Lord Justice of Appeal
- In office 11 June 1906 – 30 May 1913

Justice of the High Court
- In office 23 October 1899 – 11 June 1906

Personal details
- Born: George Farwell 22 December 1845 Codsall, Staffordshire
- Died: 30 September 1915 (aged 69) Timberscombe, Somerset
- Spouse: Mary Erskine Wickens ​ ​(m. 1873)​
- Children: 6
- Alma mater: Balliol College, Oxford

= George Farwell (judge) =

English judge (1845–1915)

Sir George Farwell (22 December 1845 – 30 September 1915) was an English judge, noted for trying the Taff Vale case at the first instance.

==Biography==
Farwell was born in Codsall, Staffordshire, the second son of Frederick Cooper Farwell, agent to the Duke of Cleveland, and of Louisa Whitbread, née Michell, daughter of Admiral Sir Frederick Michell. He was educated at Rugby School and Balliol College, Oxford, where he took first class honours in classical moderations and second class honours in literae humaniores.

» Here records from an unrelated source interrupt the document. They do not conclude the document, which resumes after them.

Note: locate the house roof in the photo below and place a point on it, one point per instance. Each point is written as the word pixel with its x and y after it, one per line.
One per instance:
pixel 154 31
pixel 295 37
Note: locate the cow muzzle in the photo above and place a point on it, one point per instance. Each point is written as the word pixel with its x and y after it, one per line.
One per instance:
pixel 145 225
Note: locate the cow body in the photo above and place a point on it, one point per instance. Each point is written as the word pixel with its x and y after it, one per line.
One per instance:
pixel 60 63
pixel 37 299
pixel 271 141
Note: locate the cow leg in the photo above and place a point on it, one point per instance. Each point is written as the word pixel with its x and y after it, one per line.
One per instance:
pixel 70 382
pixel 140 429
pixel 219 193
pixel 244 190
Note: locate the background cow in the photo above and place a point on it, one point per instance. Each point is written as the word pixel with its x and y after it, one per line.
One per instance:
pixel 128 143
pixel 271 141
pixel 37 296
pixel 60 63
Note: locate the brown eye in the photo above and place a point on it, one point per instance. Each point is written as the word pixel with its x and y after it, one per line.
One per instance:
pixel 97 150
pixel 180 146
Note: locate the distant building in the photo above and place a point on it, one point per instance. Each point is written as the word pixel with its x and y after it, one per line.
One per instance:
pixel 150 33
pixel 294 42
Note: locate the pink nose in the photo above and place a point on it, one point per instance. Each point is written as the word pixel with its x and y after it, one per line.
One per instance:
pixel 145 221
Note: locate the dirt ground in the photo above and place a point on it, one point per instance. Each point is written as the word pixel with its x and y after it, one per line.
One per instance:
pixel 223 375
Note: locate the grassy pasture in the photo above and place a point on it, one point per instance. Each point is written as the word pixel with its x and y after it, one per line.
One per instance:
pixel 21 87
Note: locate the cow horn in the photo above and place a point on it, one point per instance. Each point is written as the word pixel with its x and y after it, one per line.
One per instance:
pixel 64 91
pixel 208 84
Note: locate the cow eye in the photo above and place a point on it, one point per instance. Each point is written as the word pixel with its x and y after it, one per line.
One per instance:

He was called to the bar in 1871, he became a QC in 1891, a bencher of Lincoln's Inn in 1895, while in 1899 he was raised to the bench. In 1900 he came into prominence over the case known as the Taff Vale judgment. His decision, though reversed by the court of appeal, was upheld in 1901 by the House of Lords, and ultimately led to the passing of the Trade Disputes Act (1906). In 1906 Farwell was made a Lord of Appeal, but resigned this position in 1913. He published Concise Treatise on the Law of Powers (1874).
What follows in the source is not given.